The uniqueness of Christian Baptism: homily for the Baptism of the Lord

Homily for the Baptism of the Lord (C)

Baptism of the Lord from “Praznicar,” Romanian, 19th century

Today’s readings use some artful cinematography.  Today we celebrate the Baptism of the Lord.  Our readings give us scenes before baptism and immediately after baptism, but they cut away so that we don’t see the baptisms.  This montage of before and after shots nonetheless serves to highlight the uniqueness of Christian baptism.  Luke cuts from John the Baptist’s preaching to Jesus praying after his baptism.  The Holy Spirit descends like a dove and a voice from heaven speaks to the Lord.  The scene is obviously meant to show approval for Jesus’ baptism at the hands of John.
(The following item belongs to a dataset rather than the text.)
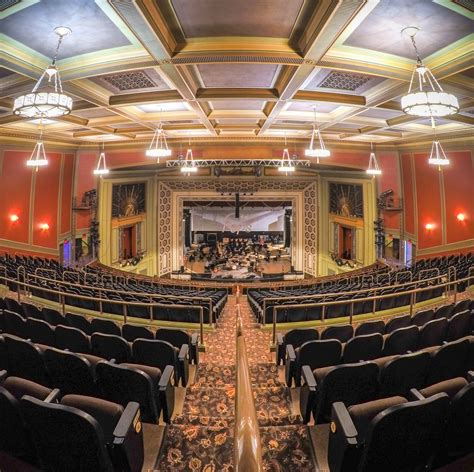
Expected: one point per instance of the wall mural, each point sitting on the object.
(128, 200)
(346, 200)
The scene chosen today from Acts of the Apostles is also meant to put the stamp of divine approval on baptism.  To understand Peter’s words in the house of Cornelius, we need to remember the whole context of the chapter in which they occur, Acts 10.  The scene unfolds in the earliest days of the Church when there was still doubt about who could belong to the Church: was the message of Jesus directed only to Jews or were all people called to Christianity?  In Acts 10, the centurion Cornelius—a Roman, not a Jew—receives a vision that prompts him to call Peter to his house.  At the same time, Peter receives a vision in which he’s told to eat all of the animals that Jewish dietary laws consider forbidden.  The vision was not a marketing ploy for the pork and shellfish industry, but instead it ensured that Peter didn’t hesitate to go to a Gentile’s house when Cornelius’s servants came to find him.  At Cornelius’s house Peter preached the message that we hear today.  The word was sent to the Israelites, he says, but it was intended, as Isaiah prophesied in the first reading, “to bring forth justice to the nations,” in other words, to extend beyond Israel itself. 

What we unfortunately don’t read today is what happens next.  As if anyone missed the first several hints, the Holy Spirit descends on the people in Cornelius’s house, who begin to speak in tongues, and Peter says, “Can anyone forbid water for baptizing these people?” (Acts 10:47).  God’s will is that baptism should be conferred on Gentiles as well as Jews and that all nations should enter the Church, even Roman centurions.

Now if you were a medieval theologian, who spent your days raising difficulties about sacramental theology, the story of Cornelius’s baptism might provoke another question: if the Holy Spirit had already descended on everyone in Cornelius’s household, why did they even need to be baptized?  Isn’t getting the Holy Spirit the whole point of baptism?  And once you’ve got the Holy Spirit, doesn’t the ceremony become redundant?  If you remember from Matthew’s account of the baptism of Jesus, John the Baptist himself poses a similar question about the baptism of Jesus.  “I need to be baptized by you,” he says.  “Why do you come to me?” (Matt 3:4).